Cookie pop-ups without a disagree button? How some publishers have found a way to be EU compliant

“[…] Following a precedent-setting case by the Austrian DPA, websites with digital subscriptions have found a way to save a large portion of their advertising revenue while providing readers with a fair no-tracking alternative. This model is already well established on Austrian, French and German markets.

Long story short, if you provide visitors with an alternative access to the content, without tracking and for a fair price, the cookie banner can be used in the form of a Cookie wall, preventing access to the content and thus limiting the offer to the visitor/ user to only 2 options ‘Consent or Pay’. You might have heard of the ‘PUR model’, which is how Western European publishers refer to this solution.

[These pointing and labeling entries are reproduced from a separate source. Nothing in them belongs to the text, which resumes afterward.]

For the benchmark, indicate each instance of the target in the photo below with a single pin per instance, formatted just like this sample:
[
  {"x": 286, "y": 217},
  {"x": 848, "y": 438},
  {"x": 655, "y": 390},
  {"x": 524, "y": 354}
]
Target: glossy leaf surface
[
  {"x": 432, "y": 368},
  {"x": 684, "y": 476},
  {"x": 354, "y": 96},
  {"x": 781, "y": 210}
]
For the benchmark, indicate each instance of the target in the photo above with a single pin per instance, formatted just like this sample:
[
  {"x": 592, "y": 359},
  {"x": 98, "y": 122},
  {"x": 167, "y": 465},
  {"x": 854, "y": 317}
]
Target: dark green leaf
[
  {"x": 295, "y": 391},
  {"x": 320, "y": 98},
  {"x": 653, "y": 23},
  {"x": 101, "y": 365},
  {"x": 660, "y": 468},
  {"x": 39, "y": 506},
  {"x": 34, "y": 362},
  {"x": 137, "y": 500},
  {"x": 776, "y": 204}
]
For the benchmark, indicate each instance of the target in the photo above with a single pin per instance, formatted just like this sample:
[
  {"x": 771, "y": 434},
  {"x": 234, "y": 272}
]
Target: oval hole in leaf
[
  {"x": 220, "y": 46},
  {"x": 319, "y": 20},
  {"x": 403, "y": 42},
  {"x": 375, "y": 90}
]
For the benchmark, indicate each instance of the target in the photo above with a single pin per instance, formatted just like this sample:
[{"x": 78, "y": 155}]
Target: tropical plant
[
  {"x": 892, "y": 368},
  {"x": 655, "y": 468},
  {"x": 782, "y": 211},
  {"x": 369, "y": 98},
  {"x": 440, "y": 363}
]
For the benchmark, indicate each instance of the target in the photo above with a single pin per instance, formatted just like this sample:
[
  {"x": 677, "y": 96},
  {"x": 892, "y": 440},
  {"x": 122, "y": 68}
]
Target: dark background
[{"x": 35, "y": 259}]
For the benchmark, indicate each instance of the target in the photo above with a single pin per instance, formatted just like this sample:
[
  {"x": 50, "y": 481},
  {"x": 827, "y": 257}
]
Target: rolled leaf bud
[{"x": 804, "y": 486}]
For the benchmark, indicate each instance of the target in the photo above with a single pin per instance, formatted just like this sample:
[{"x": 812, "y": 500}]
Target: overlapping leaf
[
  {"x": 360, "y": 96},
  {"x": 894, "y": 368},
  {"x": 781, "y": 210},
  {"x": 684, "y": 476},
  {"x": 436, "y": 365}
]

[…] Validity of this implementation is backed by the German State Commissioner for Data Protection Lower Saxony: ‘It is not a violation against voluntariness if, in addition to the consent, the alternative is offered to bring about the visibility of the content through an appropriate payment.'” Read full article here.



Italy: The Civil Court in Rome overturns an enforcement action by the Italian DPA

La Garante had imposed an enforcement penalty of approximately €27 million on Enel Energia for alleged GDPR infringements for unlawful processing of users’ personal data related to their telemarketing activities. This decision was subsequently overturned on appeal. The full decision of the Court is not yet available. You can read more (in Italian) here.

Italy: The court in Udine blocks the Italian DPA imposing a fine on the Health Authorities

The Court of Udine has blocked an order imposed by the Italian DPA. On the 15 December 2022 the Garante had sanctioned the Friuli Centrale University Health Authority (in addition to the health authorities of Asfo and Asugi) 55,000 Euros each for the deployment of an algorithm which was deemed as ‘invasive’. The use of the AI application identified a list of ‘susceptible’ patients with particular health profiles which was then submitted to GPs so that the patients could be invited to receive influenza and anti-pneumococcal vaccinations. The press article (in Italian) can be read here.